Salima nun, die im Übrigen eine sehr sympathische Figur ist, lernt mit ihrem Computer im Darknet, wie man die Codes der Geräte entsperren kann und da gerade die Hauptbelieferungsfirma in finanziellen Schwierigkeiten steckt und somit kein Gerät funktioniert, wagt sie es. Aber dann hilft sie einem Nachbarn dabei, das Gleiche zu tun und dann noch einem und noch einem … besonders Nadifas Sohn Abdirahim hilft ihr dabei. Der clevere Junge gibt sich nicht mit den paar Geräten zufrieden, besonders die Fahrstühle sind ihm ein Dorn im Auge. Was im Geheimen begann, droht mehr und mehr an die Öffentlichkeit zu gelangen. Salima erkennt, dass das gefährlich werden kann. Denn wenn die Gewinneinnahmen der Firma einbrechen, wird jemand nachsehen und den „Betrug“ entdecken. Dann jedoch wird man alle Mieter auf die Straße werfen und wo sollen die dann hin?
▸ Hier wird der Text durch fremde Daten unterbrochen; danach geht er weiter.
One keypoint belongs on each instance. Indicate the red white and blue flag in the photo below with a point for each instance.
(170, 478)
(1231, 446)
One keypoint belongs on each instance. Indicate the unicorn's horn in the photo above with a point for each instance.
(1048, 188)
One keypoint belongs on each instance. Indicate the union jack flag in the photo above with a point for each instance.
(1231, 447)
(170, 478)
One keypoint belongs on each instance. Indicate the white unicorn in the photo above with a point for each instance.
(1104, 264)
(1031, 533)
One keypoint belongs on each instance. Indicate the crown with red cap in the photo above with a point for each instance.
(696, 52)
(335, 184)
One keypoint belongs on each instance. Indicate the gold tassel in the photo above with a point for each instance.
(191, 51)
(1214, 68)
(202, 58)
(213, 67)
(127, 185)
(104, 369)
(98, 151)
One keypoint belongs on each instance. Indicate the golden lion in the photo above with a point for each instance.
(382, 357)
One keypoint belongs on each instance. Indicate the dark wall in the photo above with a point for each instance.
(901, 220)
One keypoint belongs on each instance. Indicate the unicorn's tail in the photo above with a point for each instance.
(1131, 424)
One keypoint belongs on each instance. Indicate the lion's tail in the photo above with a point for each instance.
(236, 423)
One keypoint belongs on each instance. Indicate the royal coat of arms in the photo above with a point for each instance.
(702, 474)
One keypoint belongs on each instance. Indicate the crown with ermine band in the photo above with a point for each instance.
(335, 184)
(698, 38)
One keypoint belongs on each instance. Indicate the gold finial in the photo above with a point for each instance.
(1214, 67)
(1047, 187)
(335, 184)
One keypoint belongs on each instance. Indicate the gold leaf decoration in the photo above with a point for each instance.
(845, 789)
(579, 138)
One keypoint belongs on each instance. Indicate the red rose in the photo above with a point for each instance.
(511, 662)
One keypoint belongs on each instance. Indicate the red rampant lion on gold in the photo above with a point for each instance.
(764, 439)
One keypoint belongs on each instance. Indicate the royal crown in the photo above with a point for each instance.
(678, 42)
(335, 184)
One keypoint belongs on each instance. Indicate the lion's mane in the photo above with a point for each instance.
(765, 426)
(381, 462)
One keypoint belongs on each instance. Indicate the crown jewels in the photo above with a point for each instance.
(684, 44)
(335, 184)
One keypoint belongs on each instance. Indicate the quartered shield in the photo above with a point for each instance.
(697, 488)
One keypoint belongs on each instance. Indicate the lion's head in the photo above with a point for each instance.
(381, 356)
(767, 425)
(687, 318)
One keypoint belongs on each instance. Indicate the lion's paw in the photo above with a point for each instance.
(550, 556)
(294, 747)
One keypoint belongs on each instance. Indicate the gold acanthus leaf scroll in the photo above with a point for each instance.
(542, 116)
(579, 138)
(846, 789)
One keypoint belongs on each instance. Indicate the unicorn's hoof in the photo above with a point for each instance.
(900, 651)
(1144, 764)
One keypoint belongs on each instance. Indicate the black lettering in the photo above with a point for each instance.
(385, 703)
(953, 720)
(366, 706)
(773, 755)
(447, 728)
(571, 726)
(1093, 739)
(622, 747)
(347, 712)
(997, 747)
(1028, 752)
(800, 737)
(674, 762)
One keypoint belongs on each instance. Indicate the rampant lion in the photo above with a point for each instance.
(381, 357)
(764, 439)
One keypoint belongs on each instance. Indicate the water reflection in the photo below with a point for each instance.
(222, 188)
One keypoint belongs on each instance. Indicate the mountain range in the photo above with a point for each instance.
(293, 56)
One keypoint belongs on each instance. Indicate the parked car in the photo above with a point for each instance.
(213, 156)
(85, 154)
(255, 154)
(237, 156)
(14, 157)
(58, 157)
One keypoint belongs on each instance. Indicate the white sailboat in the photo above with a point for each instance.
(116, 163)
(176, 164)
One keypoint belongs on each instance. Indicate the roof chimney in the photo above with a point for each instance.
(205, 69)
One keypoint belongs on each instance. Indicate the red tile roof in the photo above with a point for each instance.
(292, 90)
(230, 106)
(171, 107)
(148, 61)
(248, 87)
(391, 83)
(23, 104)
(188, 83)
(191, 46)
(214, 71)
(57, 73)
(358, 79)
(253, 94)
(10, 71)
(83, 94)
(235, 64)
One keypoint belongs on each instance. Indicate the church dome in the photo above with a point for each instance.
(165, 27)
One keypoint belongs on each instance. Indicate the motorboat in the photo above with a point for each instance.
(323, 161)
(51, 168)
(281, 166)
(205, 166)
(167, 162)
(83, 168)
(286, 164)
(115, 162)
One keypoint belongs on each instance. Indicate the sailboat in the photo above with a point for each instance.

Ja, wo sollen die dann eigentlich hin, die Mieter mit den Vollzeitjobs, die sich alle, so gut sie es vermochten, integriert haben (Sprache, Job, etc.)? Auch diesbezüglich passt einiges nicht zusammen.
Salima nun macht das Ganze rückgängig, was aber den anderen nicht gefällt. Die strahlende Heldin wird plötzlich gar nicht mehr gern gesehen. Damit beschäftigt sich der Autor leider auch nur äußerst unzureichend.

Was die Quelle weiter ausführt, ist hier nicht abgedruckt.